Na sequência da conquista mongol do Tibete em 1252, Khubilai Khan e as elites mongóis viraram-se para o budismo tibetano como a sua religião de eleição, embora continuassem a manter uma política geral de tolerância religiosa. O mais notável missionário budista tibetano foi o ‘Phags-pa Lama (1235-1280), que foi convidado para a capital mongol. Aí ofereceu instrução religiosa a Khubilai e a outros membros da corte imperial. ‘Phags-pa e os seus seguidores também transmitiram várias formas de rituais e práticas tântricas que estavam em voga na altura.

As variedades tântricas do budismo tibetano e mongol foram também patrocinadas pelos governantes manchus da dinastia Qing (1644-1911). Isto foi parcialmente motivado por considerações políticas, uma vez que os imperadores Qing estavam interessados em consolidar a sua influência sobre o Tibete e a Mongólia. O imperador Qianlong (r. 1735-1795) chegou mesmo a apresentar-se como uma encarnação de Mañjuśri (Wenshu), o popular bodhisattva que era adorado como uma personificação da sabedoria.

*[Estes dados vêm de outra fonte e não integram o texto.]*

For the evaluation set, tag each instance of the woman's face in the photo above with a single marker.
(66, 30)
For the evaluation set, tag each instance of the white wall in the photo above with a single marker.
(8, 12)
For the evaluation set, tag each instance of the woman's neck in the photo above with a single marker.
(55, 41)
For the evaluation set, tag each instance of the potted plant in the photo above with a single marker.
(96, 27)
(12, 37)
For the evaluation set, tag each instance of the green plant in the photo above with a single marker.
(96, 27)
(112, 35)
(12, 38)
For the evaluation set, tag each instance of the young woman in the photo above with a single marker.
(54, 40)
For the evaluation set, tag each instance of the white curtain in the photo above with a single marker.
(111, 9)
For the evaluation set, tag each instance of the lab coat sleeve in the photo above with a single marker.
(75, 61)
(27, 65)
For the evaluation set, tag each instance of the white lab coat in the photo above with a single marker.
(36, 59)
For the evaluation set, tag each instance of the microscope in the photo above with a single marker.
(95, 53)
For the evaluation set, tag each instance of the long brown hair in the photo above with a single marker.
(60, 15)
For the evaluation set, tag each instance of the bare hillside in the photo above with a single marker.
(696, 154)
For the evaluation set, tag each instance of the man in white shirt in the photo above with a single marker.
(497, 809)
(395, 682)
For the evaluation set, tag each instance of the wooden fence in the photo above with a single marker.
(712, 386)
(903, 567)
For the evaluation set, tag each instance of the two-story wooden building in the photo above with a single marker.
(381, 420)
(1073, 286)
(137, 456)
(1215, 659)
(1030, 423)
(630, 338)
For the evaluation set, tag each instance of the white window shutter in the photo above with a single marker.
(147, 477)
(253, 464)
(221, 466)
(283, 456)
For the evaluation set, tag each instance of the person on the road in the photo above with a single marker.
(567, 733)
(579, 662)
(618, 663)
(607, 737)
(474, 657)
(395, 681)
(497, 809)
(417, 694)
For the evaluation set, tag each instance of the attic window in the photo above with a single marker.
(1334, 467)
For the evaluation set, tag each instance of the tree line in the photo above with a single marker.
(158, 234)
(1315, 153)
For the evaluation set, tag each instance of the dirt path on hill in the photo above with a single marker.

No entanto, estas formas exóticas de budismo tiveram pouco impacto na vida religiosa dos súbditos chineses governados pelos manchus, uma vez que os estilos tradicionais chineses de culto e prática permaneceram dominantes no meio budista mais vasto da China Qing. Uma grande perturbação durante a última parte da dinastia Qing, que teve consequências particularmente negativas para a sorte do budismo, foi a violenta rebelião de Taiping (1850-1864), que pôs de joelhos a outrora poderosa dinastia. Liderados por Hong Xiuquan (1814-1964), que se inspirava no cristianismo e se autoproclamava filho de Deus, os zelosos rebeldes tinham má vontade para com o budismo e muitos mosteiros budistas foram danificados ou destruídos durante este período sangrento e angustiado.